【明報專訊】MANY taxis have suddenly gone dead on the road. Not only does that affect cabbies' livelihood, but that may also endanger taxi drivers, their fares and other road users. The problem is very serious indeed. To date the authorities have yet to identify the cause of it, and it has come to light that the Electrical and Mechanical Services Department (EMSD), which licenses and monitors LPG filling stations, has only examined import certificates. It does not do even basic regular checks on LPG quality. In our view, the EMSD must no longer rely solely on LPG-suppliers' self-regulation. It should set up an effective system so that it can carry out supervision to make sure that imported auto-LPG is up to standard.
If is extremely dangerous for a taxi or minibus to stall when being driven. It may not be possible for vehicles following it to stop in time. In that event, a bad road accident may ensue. A cabbie cannot do business if his cab is liable to stall, and he must also pay much money for its repair. However, what is most important is safety. The problem is very worrying. According to some cabbies, because many taxis have suddenly gone dead on the road and dangerous things have happened, many taxi drivers have the jitters. Now taxi and minibus drivers seem to have to stake their safety on their luck. That is totally unacceptable.
The serious problem bears on citizens' safety, but the EMSD is unable to identify its cause promptly. We believe that has much to do with its lax supervision. The EMSD does not carry out regular checks on LPG quality. It only examines import certificates. It has said by way of explanation that, when LPG taxis were introduced, the government adopted the internationally accepted practice because import certificates are issued by independent third parties. The EMSD has failed to find out why many taxi have gone dead on the road because no regular checks are made on LPG quality. It has admitted that, since it does not tests auto-LPG, it lacks the equipment to do so. Now it must do tests because of the problem, it has hastened to acquire containers for taking pressurised gas samples.
The EMSD is in passivity because it lacks even basic sampling equipment. We believe it has not promptly discovered what has caused the problem because it has been inactive for years. It is clear from what has happened that, to ensure that imported LPG is up to standard, it is not sufficient just to examine import certificates.

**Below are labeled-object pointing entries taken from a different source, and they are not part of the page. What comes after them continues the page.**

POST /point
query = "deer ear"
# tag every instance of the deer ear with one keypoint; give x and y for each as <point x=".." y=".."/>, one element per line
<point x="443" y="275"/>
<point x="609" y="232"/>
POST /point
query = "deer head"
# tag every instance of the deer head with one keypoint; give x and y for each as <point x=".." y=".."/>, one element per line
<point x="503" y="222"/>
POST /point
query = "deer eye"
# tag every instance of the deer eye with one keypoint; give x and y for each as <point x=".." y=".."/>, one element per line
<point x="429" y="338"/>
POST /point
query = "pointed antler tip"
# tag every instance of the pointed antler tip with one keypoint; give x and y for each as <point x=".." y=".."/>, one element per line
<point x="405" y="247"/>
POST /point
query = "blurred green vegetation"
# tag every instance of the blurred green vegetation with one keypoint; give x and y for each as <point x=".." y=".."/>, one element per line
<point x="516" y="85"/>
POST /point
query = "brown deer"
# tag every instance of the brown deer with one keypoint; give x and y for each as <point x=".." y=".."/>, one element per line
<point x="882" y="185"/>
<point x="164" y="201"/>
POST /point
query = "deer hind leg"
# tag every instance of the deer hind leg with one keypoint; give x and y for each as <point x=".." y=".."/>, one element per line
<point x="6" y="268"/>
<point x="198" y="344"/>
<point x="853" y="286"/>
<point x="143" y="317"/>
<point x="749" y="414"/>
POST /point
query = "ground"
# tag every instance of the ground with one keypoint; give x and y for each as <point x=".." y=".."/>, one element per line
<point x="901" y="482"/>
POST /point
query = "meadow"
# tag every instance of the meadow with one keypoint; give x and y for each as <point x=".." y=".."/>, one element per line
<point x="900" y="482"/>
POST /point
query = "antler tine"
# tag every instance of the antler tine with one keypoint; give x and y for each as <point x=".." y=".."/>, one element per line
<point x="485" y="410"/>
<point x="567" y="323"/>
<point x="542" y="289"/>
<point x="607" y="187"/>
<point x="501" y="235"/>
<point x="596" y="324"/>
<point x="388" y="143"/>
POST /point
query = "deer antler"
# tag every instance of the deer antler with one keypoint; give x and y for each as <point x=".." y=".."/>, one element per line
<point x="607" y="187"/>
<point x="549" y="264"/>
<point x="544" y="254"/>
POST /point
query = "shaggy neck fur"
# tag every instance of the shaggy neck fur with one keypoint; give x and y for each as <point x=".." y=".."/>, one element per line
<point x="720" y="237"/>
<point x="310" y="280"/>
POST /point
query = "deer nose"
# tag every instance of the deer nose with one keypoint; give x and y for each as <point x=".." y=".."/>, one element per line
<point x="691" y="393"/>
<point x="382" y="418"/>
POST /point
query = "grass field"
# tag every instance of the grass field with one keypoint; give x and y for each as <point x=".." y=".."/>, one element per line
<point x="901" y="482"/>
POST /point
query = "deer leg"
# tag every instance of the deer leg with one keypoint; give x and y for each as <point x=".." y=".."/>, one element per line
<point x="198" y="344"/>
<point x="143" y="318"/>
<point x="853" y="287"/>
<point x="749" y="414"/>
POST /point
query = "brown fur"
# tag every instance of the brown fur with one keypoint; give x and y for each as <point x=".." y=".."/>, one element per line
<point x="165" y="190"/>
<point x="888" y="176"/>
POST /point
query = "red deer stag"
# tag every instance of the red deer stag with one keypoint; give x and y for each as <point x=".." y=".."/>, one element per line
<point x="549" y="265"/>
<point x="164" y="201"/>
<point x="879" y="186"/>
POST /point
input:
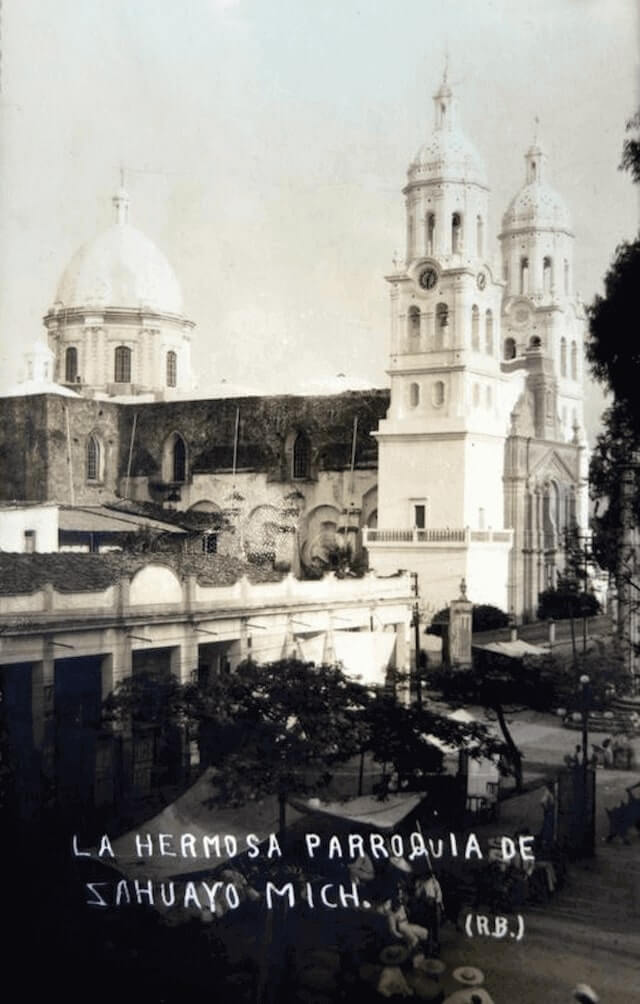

The EMSD has taken remedial actions. It has taken LPG samples from nozzles at filling stations with a view to identifying the cause of the problem. Furthermore, it has actively talked with the five auto-LPG suppliers with a view to setting up a comprehensive system for monitoring auto-LPG quality. It will buy the equipment it needs to carry out tests. It will regularly test LPG samples from every one of the 59 filling stations, at least once a year. We hope the EMSD will carry out the measures mentioned above as soon as possible to make sure that no problems will arise in any link of the supply chain of auto-LPG. We hope it will no longer rely solely on LPG suppliers' self-regulation.